Decolonial Comparative Law Summer School 2023
- Start: Jul 4, 2023
- End: Jul 8, 2023
- Location: Max Planck Institute for Comparative and International Private Law
The law as an academic discipline, political and economic instrument, and technical set of methods, is often denounced as the means used to perpetuate colonial oppression. Decolonial law thus might appear as an oxymoron. However, coloniality is the exploitation and denigration of the global South from their lands, governance systems, knowledge systems and ways of being, living, and expressing. One distinguishes between coloniality/decoloniality and colonialism/decolonization in order to emphasize the epistemic challenges of neo-colonialism. Accordingly, decolonial law is an epistemic alternative to colonial law and neo-colonial law. We propose that decoloniality is a necessarily comparative exercise.

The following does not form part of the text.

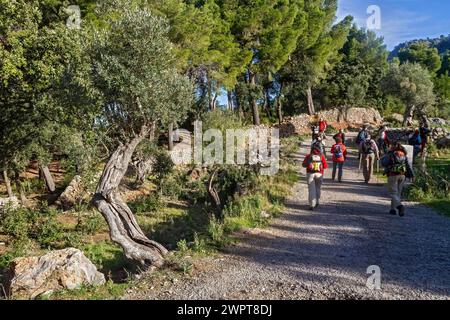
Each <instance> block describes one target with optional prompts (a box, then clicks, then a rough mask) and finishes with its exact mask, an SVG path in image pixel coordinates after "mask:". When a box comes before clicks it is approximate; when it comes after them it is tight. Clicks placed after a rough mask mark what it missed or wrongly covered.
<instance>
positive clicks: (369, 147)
mask: <svg viewBox="0 0 450 320" xmlns="http://www.w3.org/2000/svg"><path fill="white" fill-rule="evenodd" d="M362 153H363V154H372V153H374V150H373V147H372V140H366V141H364V143H363V145H362Z"/></svg>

Conventional comparative law studies a variety of legal traditions/systems, but typically interprets them using a global North epistemology. Some scholars have formulated critical analyses of conventional comparative law. Yet, comparative law's emphasis on similarity/equality--as well as on universal principles that overlook the politics of law or the relevance of context--encourages misreading and mistranslation. Decolonial comparative law can generate a different approach to comparative law that embraces interdisciplinarity in both legal theory and methodology, while reducing the gap between decolonial justice and law.
Decolonial law builds upon, but is not limited to, law from the global South. South-based legal scholars have Southern worldviews that have entered legal discourse; examples include buen vivir and Ubuntu, as well as precolonial and continuing alternative traditional forms of justice. (See, for example, Sabiiti’s work on African traditional justice mechanisms (ATM), mato’oput in Uganda, gacaca in Rwanda, etc.). Whether decoloniality or indigenous methods are their starting points, scholars implicitly rely on methods of comparison in the formulation of decolonial law, such that decolonial comparative law is relevant for any legal scholar interested in decoloniality.
About the summer school
The Decolonial Comparative Law (DeCoLa) summer school brings together comparative law and decoloniality with a rigorous attention to methods. Summer school participants will learn about:
- the impact of epistemologies (and ideologies) on the choice and implementation of legal methods;
- some distinctions between postcolonial, critical legal, Indigenous, and decolonial theories;
- decolonial methods that can be applied in a variety of settings, both legal and non-legal.
This summer school is a first step towards the third Decolonial Comparative Law Workshop (expected in October 2024) in Brazil on the topic of Decolonial Comparative Property Law. Thinkers, scholars, practitioners, and students interested in the matter are strongly encouraged to participate in this summer school.
Based on participants' preferences, sessions will run concurrently in English, French, Portuguese, and Spanish. Participants are expected to understand at least two languages passively.